Photo/Illutration Signs of the three megabanks: MUFG Bank, Mizuho Bank and Sumitomo Mitsui Bank (Asahi Shimbun file photo)

Total net profits at Japan’s three megabanks surged to 1.8 trillion yen ($12 billion) in the April-September period, buoyed by interest rate hikes overseas and the weak yen, their interim earnings reports showed.

The total reached a record high level, and two of the megabanks are now forecasting record net profits for the full year.

Mitsubishi UFJ Financial Group Inc. (MUFG) posted a record half-year net profit of 927.2 billion yen, nearly quadruple the figure from the same period last year.

The rise was partly due to expanded lending in the United States, where interest rates are rising, the bank said.

For the full year, MUFG is forecasting a record net profit of 1.3 trillion yen.

“Our earning capacity is steadily growing,” said Hironori Kamezawa, president of MUFG.

The operating profit at Sumitomo Mitsui Financial Group Inc. (SMFG) dropped because of higher foreign currency procurement costs due to the weak yen, but its net profit still rose slightly to a record high for the half-year period.

The increase was attributed to strong lending both domestically and internationally, and the weak yen.

Fumihiko Ito, chief financial officer of SMFG, said “an upward shift is quite possible” even with a possible future strong yen.

SMFG raised its full-year net profit forecast from 820 billion yen to a record 920 billion yen.

Mizuho Financial Group Inc. reported a more than 20 percent increase in net profit from April-September period last year.

The bank benefited from strong lending in the United States and Europe, and a significant increase in investment earnings from the rising value of Japanese stocks.

Mizuho revised its full-year net profit forecast upward to 640 billion yen.

However, there are still some concerns.

“The European economy is already deteriorating, and there are uncertainties about the future of the United States,” said Masahiro Kihara, president of Mizuho. “In China, the worsening real estate market is affecting consumption.”

RISING INTEREST RATES IN SIGHT

Japanese banks are eagerly watching moves by the Bank of Japan, which has long maintained an ultra-loose monetary policy, including long-term interest rates hovering around zero.

But following the rapid rate hikes in the United States last year, Japan’s long-term interest rates also rose.

The BOJ virtually raised the cap on long-term interest rates to 1 percent in July this year and further loosened its grip in October to allow the rates to rise beyond the 1 percent line.

Financial institutions have raised fixed adjust its monetary easing and long-term deposit rates.

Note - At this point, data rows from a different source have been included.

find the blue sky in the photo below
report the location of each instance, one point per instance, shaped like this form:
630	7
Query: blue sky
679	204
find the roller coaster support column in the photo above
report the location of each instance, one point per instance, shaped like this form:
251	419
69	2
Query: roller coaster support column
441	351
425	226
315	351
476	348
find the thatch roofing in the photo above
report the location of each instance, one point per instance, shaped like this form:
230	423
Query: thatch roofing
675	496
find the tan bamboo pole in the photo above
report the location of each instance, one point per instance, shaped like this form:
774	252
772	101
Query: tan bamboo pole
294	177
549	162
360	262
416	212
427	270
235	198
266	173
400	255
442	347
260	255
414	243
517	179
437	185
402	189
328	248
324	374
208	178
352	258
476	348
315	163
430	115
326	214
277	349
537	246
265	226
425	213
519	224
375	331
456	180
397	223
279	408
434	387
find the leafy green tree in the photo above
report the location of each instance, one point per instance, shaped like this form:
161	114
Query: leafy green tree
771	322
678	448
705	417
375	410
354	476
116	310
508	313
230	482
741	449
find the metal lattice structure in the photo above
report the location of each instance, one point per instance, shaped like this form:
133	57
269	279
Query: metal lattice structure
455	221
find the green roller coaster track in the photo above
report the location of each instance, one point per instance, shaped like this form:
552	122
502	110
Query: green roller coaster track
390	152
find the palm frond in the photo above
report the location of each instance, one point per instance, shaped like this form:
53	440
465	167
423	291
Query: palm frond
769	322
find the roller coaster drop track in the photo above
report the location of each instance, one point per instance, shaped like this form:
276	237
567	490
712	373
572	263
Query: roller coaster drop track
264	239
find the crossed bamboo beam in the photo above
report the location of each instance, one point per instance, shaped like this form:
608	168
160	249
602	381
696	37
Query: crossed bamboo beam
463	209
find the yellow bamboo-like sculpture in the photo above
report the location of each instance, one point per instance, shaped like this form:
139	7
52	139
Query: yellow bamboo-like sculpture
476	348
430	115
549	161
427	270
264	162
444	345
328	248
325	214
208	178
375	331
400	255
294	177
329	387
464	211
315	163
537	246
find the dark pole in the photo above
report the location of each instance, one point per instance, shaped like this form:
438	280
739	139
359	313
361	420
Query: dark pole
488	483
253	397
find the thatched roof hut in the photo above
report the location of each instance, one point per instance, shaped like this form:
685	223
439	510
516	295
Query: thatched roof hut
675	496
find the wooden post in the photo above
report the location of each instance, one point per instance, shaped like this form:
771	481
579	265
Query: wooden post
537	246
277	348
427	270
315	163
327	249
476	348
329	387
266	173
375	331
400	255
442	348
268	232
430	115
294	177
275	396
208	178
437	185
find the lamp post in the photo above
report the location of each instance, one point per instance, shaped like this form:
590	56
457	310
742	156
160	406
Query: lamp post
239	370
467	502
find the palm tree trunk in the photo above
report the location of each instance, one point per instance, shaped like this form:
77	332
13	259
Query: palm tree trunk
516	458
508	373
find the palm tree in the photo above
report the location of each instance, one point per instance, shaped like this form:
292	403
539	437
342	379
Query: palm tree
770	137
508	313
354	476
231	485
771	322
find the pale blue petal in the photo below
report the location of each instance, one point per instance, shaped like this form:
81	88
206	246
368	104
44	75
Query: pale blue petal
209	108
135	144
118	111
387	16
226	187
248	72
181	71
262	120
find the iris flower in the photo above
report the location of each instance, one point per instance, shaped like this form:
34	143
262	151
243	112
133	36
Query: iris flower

The central bank is expected to not only further adjust its monetary easing policy but also fully shift away from the policy.

Much of the lending by financial institutions is short-term and linked to the short-term interest rates that the BOJ has set to negative.

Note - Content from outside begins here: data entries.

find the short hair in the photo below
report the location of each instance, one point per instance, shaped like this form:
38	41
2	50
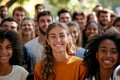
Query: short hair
116	20
14	39
44	13
10	19
102	11
3	6
78	13
19	8
39	5
79	40
63	11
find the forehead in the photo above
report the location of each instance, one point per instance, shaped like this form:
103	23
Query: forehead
57	30
5	41
10	23
19	12
45	17
65	14
107	43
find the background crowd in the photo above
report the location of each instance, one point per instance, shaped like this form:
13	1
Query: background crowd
72	46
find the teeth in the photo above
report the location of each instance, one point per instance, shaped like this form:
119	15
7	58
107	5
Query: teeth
57	45
107	62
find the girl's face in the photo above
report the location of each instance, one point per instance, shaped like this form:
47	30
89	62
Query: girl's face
58	39
117	25
91	30
5	51
107	55
92	18
27	27
74	33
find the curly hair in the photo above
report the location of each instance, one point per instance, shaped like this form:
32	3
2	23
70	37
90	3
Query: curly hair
14	39
92	47
48	72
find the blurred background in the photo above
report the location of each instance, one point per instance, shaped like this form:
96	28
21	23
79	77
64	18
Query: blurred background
55	5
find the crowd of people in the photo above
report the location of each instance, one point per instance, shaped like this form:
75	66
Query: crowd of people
76	46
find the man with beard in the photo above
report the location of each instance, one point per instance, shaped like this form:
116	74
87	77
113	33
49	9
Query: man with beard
103	20
36	45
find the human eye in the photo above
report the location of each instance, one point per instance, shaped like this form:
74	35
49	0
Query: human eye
62	36
103	51
114	51
52	36
8	47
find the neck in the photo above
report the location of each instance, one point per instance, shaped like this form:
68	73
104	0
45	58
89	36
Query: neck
5	69
106	74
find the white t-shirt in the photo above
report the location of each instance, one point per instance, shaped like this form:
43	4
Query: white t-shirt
17	73
36	49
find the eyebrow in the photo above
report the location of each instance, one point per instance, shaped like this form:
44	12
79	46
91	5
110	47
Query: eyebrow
55	34
106	47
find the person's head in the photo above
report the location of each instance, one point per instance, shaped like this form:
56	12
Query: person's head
27	28
19	14
3	11
58	41
44	19
103	17
79	17
39	8
116	23
103	53
97	8
75	33
91	29
10	47
113	16
10	23
91	18
64	15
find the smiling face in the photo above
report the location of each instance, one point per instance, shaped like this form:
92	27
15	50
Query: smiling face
43	23
74	33
107	55
27	27
5	51
91	30
58	39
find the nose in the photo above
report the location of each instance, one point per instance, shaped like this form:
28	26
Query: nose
58	39
3	50
108	54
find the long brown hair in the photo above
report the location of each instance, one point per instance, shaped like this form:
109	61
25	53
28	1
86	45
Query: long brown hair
48	72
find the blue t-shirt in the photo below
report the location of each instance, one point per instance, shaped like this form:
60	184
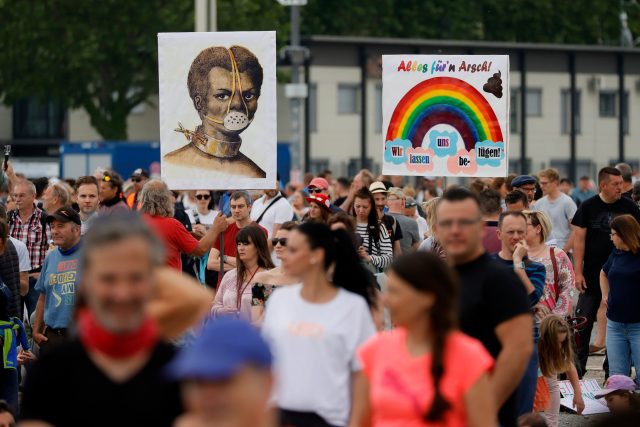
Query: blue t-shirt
623	270
58	281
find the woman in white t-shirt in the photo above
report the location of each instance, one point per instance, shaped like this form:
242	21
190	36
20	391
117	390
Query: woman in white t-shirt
315	328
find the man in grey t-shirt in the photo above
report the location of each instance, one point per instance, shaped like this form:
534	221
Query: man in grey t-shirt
410	232
558	206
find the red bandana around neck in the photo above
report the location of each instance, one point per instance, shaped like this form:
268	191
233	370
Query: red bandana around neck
95	337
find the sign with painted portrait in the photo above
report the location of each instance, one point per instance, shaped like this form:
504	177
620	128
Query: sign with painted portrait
445	115
218	109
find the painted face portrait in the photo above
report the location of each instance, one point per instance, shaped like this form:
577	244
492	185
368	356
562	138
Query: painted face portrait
224	85
218	109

The three megabanks each estimate their earnings will increase by 30 billion yen to 50 billion yen if the BOJ ends the negative interest rate policy.

In preparation for interest rate hikes, the three megabanks are focusing on collecting deposits, the source of their lending.

In March, SMFG released a financial services app called Olive for retail customers. It plans to use the app to increase the number of accounts through points-awarding campaigns and other methods.

“We will collect deposits cost-effectively in preparation for a world with interest rates,” Ito said.

However, companies may become more cautious about borrowing if interest rates rise.

“If we support corporate growth and structural reforms, there will be demand for funds,” Kihara said.